African-Americans constitute an as-yet unchastised class of bigots—a group whose support of Prop 8 (70 to 30% in one poll) clearly showed what they thought about the “homosexuality equals race” argument.

It’s time for reasonable “No on 8” supporters to reject the heavy-handed tactics being employed by its frenzied partisans before these zealots start aiming fire at blacks and that 64% class of bigots known as parents with kids.

2 comments:

Anonymous said...

1) Religion has long been used as a defense of racism. You need look no further than slavery in the US and then into Jim Crow. If Christianity has played a large role in Civil Rights, so it did with maintaining slavery. Does that mean slavery and racism is OK?

2) Racism too has a long history. In fact, in many moments in European history (for most modern European history?), racism, to say nothing of sexism/patriarchy, has been very widespread. That it was ubiquitous does not mean it wasn’t/isn’t wrong.

3) Could you clarify for us what is wrong with disseminating lists of donors and boycotting businesses? Isn’t the latter something the religious right, for instance, has done frequently?

RKirk said...

1. The cavalier dismissal of traditional religious beliefs (by linking them with racism and sexism) is typical nowadays--especially on the part of non-religious folks who would be insulted if their non-belief were constantly linked to atrocities committed in the name of atheism (USSR, China).

I am noting for the benefit of those whose automatic and unbalanced word association responses to the word "religion" are "Crusades, Spanish Inquisition, and Salem Witch Trials," that the religious traditions they quickly label as "bigoted" have been the primary historical forces for overcoming racism (which these advocates link to marital discrimination against gays).

By contrast, the ideas these passionate advocates embrace as "self-evidently" true have their genesis in ideas that have arisen in the last few decades and have been promulagated most fervently by those who work in the moral sewer of Hollywood.

It is perhaps too much to expect that in the age of narcissism some degree of respect might be accorded to moral traditions that go back thousands of years--but I wished to provide at least a brief reference to two huge moral advances (among many others) that have recently been accomplished under the auspicies of traditional religion. A "decent respect" for these long-standing traditions and for the generations of individuals that have embraced them might produce among reasonable individuals a degree of reticence when it comes to labelling these people and traditions as bigoted.
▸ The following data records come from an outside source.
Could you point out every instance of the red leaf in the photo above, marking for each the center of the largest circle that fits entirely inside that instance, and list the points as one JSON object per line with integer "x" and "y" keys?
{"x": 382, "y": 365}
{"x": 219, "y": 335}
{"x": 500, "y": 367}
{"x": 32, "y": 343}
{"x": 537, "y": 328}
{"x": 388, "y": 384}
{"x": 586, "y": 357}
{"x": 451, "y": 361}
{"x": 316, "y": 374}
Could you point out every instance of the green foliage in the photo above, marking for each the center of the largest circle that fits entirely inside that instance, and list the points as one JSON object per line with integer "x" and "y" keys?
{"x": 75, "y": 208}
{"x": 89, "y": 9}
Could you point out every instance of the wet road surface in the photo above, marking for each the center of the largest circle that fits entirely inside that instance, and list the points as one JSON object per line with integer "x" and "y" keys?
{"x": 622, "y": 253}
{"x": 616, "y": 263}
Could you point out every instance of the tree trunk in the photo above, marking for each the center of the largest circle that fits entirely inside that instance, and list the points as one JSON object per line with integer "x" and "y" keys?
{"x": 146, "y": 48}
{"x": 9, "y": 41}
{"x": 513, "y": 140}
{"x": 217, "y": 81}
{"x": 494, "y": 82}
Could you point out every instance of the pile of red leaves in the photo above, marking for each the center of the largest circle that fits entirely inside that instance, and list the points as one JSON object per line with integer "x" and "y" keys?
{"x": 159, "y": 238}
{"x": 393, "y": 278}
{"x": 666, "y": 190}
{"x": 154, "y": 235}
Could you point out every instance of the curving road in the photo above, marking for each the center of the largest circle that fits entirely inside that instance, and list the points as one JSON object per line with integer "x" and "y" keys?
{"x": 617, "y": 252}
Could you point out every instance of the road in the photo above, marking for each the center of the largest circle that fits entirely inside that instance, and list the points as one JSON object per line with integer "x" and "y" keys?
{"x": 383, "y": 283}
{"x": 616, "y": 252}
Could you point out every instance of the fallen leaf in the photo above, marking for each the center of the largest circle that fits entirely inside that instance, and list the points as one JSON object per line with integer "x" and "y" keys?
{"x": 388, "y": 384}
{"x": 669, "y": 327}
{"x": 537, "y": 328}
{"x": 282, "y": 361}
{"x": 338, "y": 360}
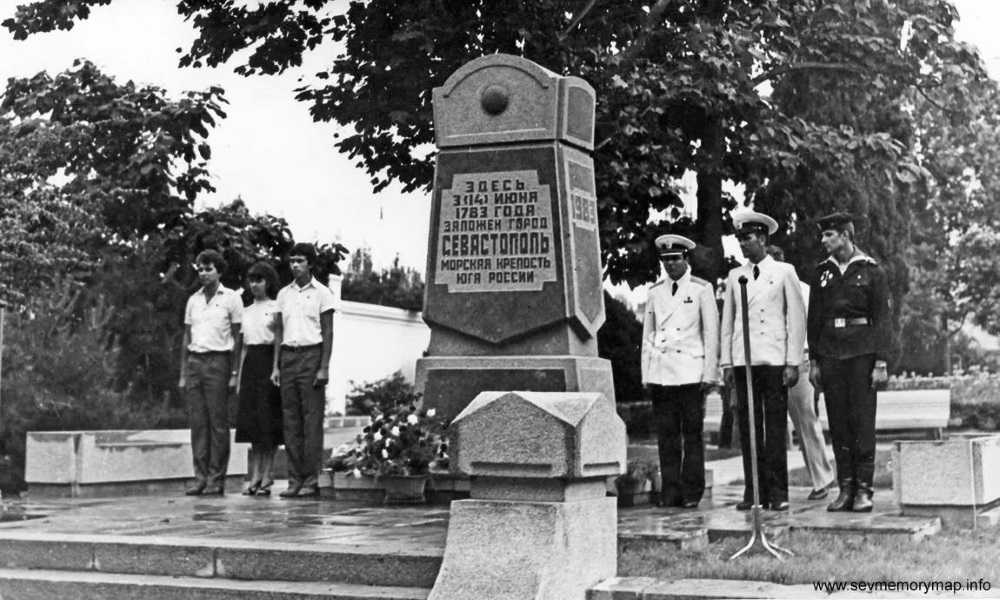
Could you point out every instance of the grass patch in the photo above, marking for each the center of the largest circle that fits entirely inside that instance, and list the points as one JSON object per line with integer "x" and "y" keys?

2. The protest against racism has roots that go back thousands of years--to the aforementioned religious traditions that are, by many, cavalierly denounced as racist. It would be prudent to ask oneself whether these religious traditions that have long touted the idea of a single "human" race (e.g. that "all are one in Christ," that God recognizes no ethnic or social distinctions between individuals on the hajj to Mecca, that all humans bear the divine image) might also have respectable reasons for approaching questions about marriage and sexuality quite differently than race. If they have long been sources of insight on the question of race, one might grant them a presumption of respectability (even if one disagrees) on questions related to marriage and sexuality.

3. Boycotts are perfectly legal. Extending boycotts to individuals who donate at little as $1000 and combining boycotts with hate messages, however, illustrates the point of my article. No boycotts of this "individualized blacklist" variety were organized by "Yes on 8" forces. And to my knowledge no one was forced out of a job because of his or her political support of "No on 8." Such was the case, however, with the Sacramento arts director who supported Prop 8. If someone did lose a job opposing Prop 8, you can be sure that the ACLU would be all over it.

By contrast, boycotts by organizations that support traditional marriage, inasmuch as they exist at all, are focused on major corporations (McDonald's, Ford, Target). One group whose email occasionally comes my way goes out of its way to compose polite and respectful protest messages--nothing like the hate messages received by the Hillcrest merchant whose establishment was incorrectly put on the "blacklist."